The sports game genre had begun to splinter off into two subgenres: sports sims, and a new style of game usually referred to as arcade-style sports games. These were the games like NBA Jam, NFL Blitz, Mutant League Football et al, that deliberately exaggerated the sports they were based on, emphasizing fast-paced gameplay and streamlined rule sets, boiling each sport down to the most basic elements of what made them “fun.” It gave gamers options: You had your “serious” sports games and your lighter, sillier ones. The two styles not only existed side-by-side, but both thrived for years. This duality branched off into more than just the big four pro sports: Golf, tennis, NASCAR, track and field, even bowling all had games both serious and silly to call their own. And with the mainstream rise of extreme/alternative sports in the 90’s, the sports genre saw yet another sub-category, as games based around skateboarding, snowboarding, snowmobiling, mountain biking, motorcross, surfing, wakeboarding, and many others began to be prevalent. Not unlike the more traditional sports, many of these even had the more realism-based game treatment and the exaggerated arcade-style treatment.
Then something happened: The game industry seemed to outgrow arcade-style sports games. At the same time, an over-saturation of extreme sports titles in the early 2000’s lead to gamer fatigue and all but killed that genre off completely.
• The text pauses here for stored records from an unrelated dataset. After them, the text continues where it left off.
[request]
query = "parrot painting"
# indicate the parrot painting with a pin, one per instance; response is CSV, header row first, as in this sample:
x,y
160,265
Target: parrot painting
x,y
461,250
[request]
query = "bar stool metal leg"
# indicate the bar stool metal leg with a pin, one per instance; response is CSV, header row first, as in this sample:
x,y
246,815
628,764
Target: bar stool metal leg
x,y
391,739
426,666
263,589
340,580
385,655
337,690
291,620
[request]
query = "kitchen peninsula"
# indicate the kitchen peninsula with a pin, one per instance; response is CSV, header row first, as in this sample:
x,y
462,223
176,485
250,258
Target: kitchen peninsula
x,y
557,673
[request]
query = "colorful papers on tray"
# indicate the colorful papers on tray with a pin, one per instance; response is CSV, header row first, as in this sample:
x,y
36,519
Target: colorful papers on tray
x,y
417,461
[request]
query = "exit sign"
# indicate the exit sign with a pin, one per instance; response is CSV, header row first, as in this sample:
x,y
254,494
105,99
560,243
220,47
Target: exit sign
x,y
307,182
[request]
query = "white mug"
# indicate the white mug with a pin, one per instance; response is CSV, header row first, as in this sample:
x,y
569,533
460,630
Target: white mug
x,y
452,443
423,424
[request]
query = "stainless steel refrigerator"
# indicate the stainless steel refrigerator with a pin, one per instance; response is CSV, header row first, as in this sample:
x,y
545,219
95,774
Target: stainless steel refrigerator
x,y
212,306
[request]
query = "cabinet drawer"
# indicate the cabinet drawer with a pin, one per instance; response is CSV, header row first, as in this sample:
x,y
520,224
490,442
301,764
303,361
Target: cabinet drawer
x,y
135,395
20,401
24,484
By the time the seventh console generation (aka the “HD Generation”) hit, mostly all that remained were the sports sims. Not only that, but many long-running sports sim franchises had died off or were put on extended hiatus, leaving even less of those to choose from than ever. With a few very rare exceptions, gamers who want to enjoy a sports game but don’t live and breathe professional sports have almost zero options these days. The very well done 2010 NBA Jam revival proved that arcade-style sports games can be relevant in modern gaming. But it doesn’t even necessarily have to be only that style of game. There is a whole lot of middle ground between completely over-the-top sports games, and sports games that are beyond the grasp of even casual sports fans or hardcore sports fans who aren’t also hardcore gamers. Just about every other genre of game has releases that cover the entire spectrum, from casual to the hardest of the hardcore. What if all RPGs were as hardcore as Dark Souls, all racing games were as hardcore as Gran Turismo, or all shooters were as hardcore as the original “Army version” of Full Spetctum Warrior? And that’s pretty much the state of sports games these days. No game genre should be that exclusionary, and no type of game should require extensive knowledge of whatever its real-life inspiration is in order to be able to play and enjoy all of its video game counterparts.